Lead Data SRE (Hybrid - Chennai, India)

Post Date

Mar 05, 2026

Location

Irvine,
California

ZIP/Postal Code

92612

Job Type

Contract

Job Description

Role Overview
The Data SRE Lead is responsible for ensuring the reliability, scalability, performance, and operational excellence of the organization’s data platforms and pipelines. This role bridges Data Engineering and Site Reliability Engineering practices, applying SRE principles to modern data ecosystems (batch, streaming, warehousing, and ML data infrastructure). This a hybrid role sitting in the clients Chennai, India location 3 days per week.

Key Responsibilities
Reliability & Operations
Define and own SLIs, SLOs, and SLAs for data platforms and pipelines
Design and implement monitoring, alerting, and observability solutions
Lead incident response, root cause analysis (RCA), and postmortems
Reduce toil through automation and self-healing infrastructure

Data Platform Stability
Ensure high availability of:
Data warehouses and lakehouses
Streaming systems
ETL/ELT pipelines
Orchestration frameworks
Implement capacity planning and performance tuning strategies
Improve data pipeline reliability, freshness, and latency metrics

Infrastructure & Automation
Manage infrastructure-as-code (IaC) frameworks
Improve CI/CD pipelines for data workflows
Implement automated testing and validation for data infrastructure
Drive resilience patterns such as retries, circuit breakers, and graceful degradation

Leadership & Strategy
Lead and mentor a team of Data SREs
Define operational standards and reliability roadmaps
Collaborate cross-functionally with Data, Engineering, and Product leadership
Drive a culture of reliability and operational excellence

We are a company committed to creating diverse and inclusive environments where people can bring their full, authentic selves to work every day. We are an equal opportunity/affirmative action employer that believes everyone matters. Qualified candidates will receive consideration for employment regardless of their race, color, ethnicity, religion, sex (including pregnancy), sexual orientation, gender identity and expression, marital status, national origin, ancestry, genetic factors, age, disability, protected veteran status, military or uniformed service member status, or any other status or characteristic protected by applicable laws, regulations, and ordinances. If you need assistance and/or a reasonable accommodation due to a disability during the application or recruiting process, please send a request to HR@insightglobal.com.To learn more about how we collect, keep, and process your private information, please review Insight Global's Workforce Privacy Policy: https://insightglobal.com/workforce-privacy-policy/.

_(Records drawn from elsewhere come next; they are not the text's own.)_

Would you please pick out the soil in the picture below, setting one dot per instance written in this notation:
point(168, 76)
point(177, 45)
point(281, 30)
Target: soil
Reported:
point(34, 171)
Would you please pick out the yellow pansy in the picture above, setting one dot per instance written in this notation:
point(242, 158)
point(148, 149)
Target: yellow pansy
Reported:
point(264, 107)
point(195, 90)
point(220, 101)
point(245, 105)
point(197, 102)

Required Skills & Experience

8+ years in Site Reliability Engineering, Platform Engineering, or Data Engineering
3+ years in a technical leadership role
Strong experience with:
Cloud platforms (AWS, GCP, or Azure)
Infrastructure as Code (Terraform, CloudFormation)
Monitoring tools (Prometheus, Datadog, Grafana)
Containerization & orchestration (Docker, Kubernetes)
Deep understanding of distributed systems and failure modes
Experience supporting large-scale data systems (batch & streaming)

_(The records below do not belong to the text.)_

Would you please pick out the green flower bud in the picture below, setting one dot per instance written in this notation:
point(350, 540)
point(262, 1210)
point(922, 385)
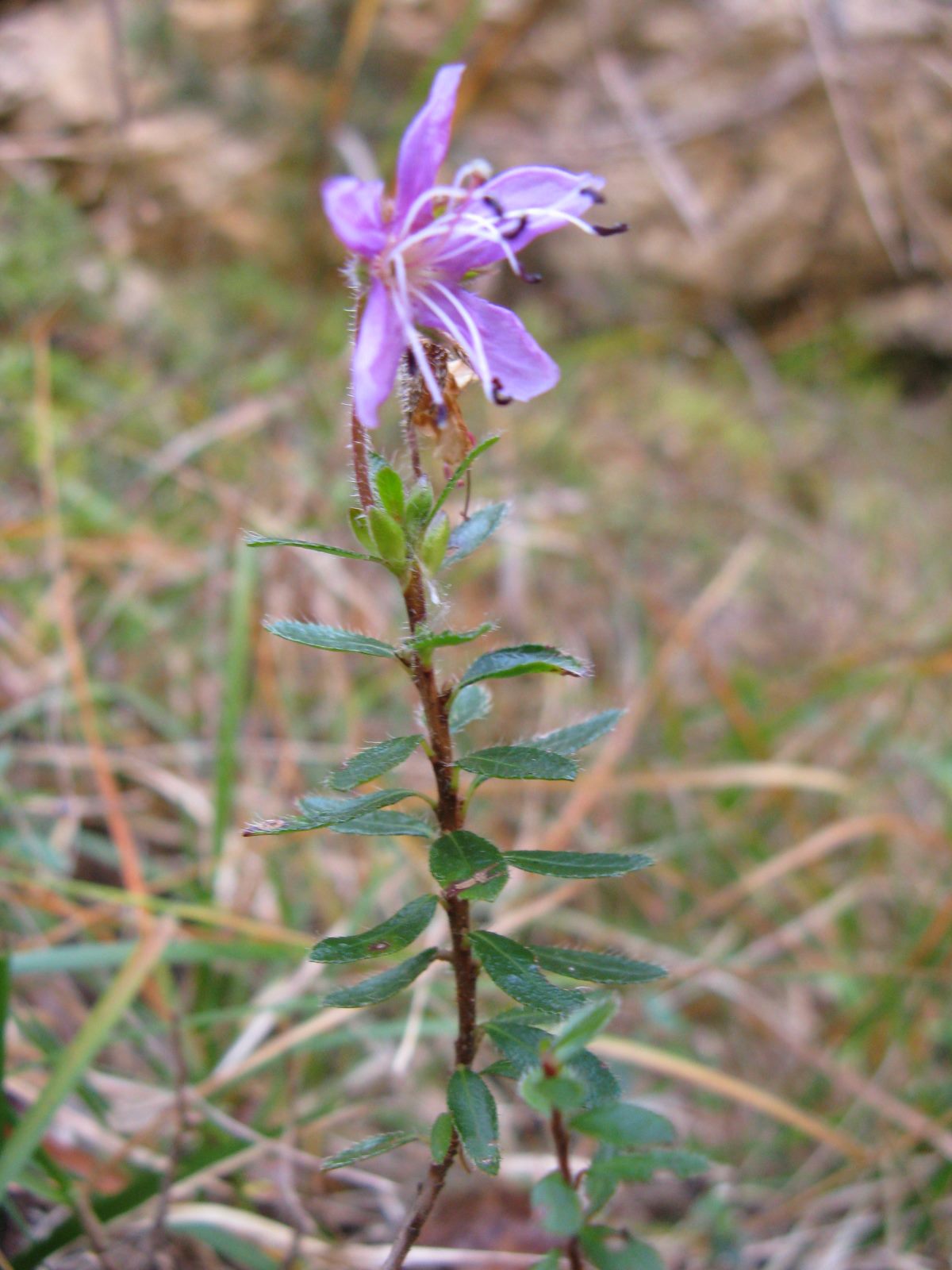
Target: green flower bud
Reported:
point(435, 544)
point(389, 537)
point(390, 491)
point(361, 529)
point(419, 506)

Nice to Have Skills & Experience

Experience with modern data platforms (Snowflake, BigQuery, Databricks)
Experience with streaming systems (Kafka, Pub/Sub, Kinesis)
Knowledge of data quality frameworks and data observability
Familiarity with ML platform reliability

Benefit packages for this role will start on the 1st day of employment and include medical, dental, and vision insurance, as well as HSA, FSA, and DCFSA account options, and 401k retirement account access with employer matching. Employees in this role are also entitled to paid sick leave and/or other paid time off as provided by applicable law.